So first, let me say, Happy Pride.
You are amazing, you are loved, you are perfect just the way you are.
I wrote a lot of Pride month posts last year for another blog I write for. I won't republish them all, but just be aware that there will be a few coming up. Not all of them have to do with parenting, but I think you can all understand.
Here's is one I wrote a year ago. Enjoy.
I live here
I live here. I live in the gay community. I live here.I try not to live in the past, and I try really hard to give people the benefit of the doubt, but when a straight person tells me what I am or am not allowed to be upset about it really pisses me off. I don't speak 100% for the gay community... we are all individuals who are just put together because of who we love, but as part of the gay community I am allowed to have feelings on things and I'll be damned if straight people are going to tell me it's okay.
I live here. I fucking live here day in and day out. I am gay. I cannot hide that I am gay. I cannot pretend I am not gay. I love a man with all that I am, no amount of pretending will change that. I live this "gay lifestyle" every day of my life. Please don't tell me what I'm allowed to be upset over.
I cannot stand this idea that because gay marriage is "settled" (which it's really not) that suddenly there aren't any problems in the gay community, and we are totally accepted. More than once I've had someone tell me "Well, you all can get married now. I don't get why you still feel the need to act like you are a minority." Excuse me?
How many straight people are kicked off buses for kissing? How many straight people are the target of crimes where they have homophobic phrases carved into their arm simply because they dare to be different? How many children must die before we realize there is still a problem? How many gay youth must attempt suicide before people realize there is a problem?
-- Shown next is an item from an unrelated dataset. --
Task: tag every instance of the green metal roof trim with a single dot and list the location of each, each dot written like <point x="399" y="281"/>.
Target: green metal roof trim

Gay youth are 4 times more likely to attempt suicide. 1/4 of all trans youth have stated they have attempted suicide in their lifetime. I attempted suicide. 3 times in my life to be exact. When do people realize that LGBT people have a problem?
Newsflash:
THERE IS A PROBLEM.
So when a heterosexual person tells me "Well, I think it's okay" I really want to respond "Well if YOU think it's okay, then it MUST be okay!" but I don't. My goal is not to alienate people or make enemies... but sometimes I really wonder what people have to be thinking when they open their mouth.
::I truly love straight allies. I think they are the best thing since sliced bread, so please don't think I want straight people to not be around or to never speak. But sometimes it's not about the allies, it's about those of us who live LGBT lives day in and day out. I live here, I know what is going on in a way you never will.::
I live here. Please just listen to me sometimes. I live here.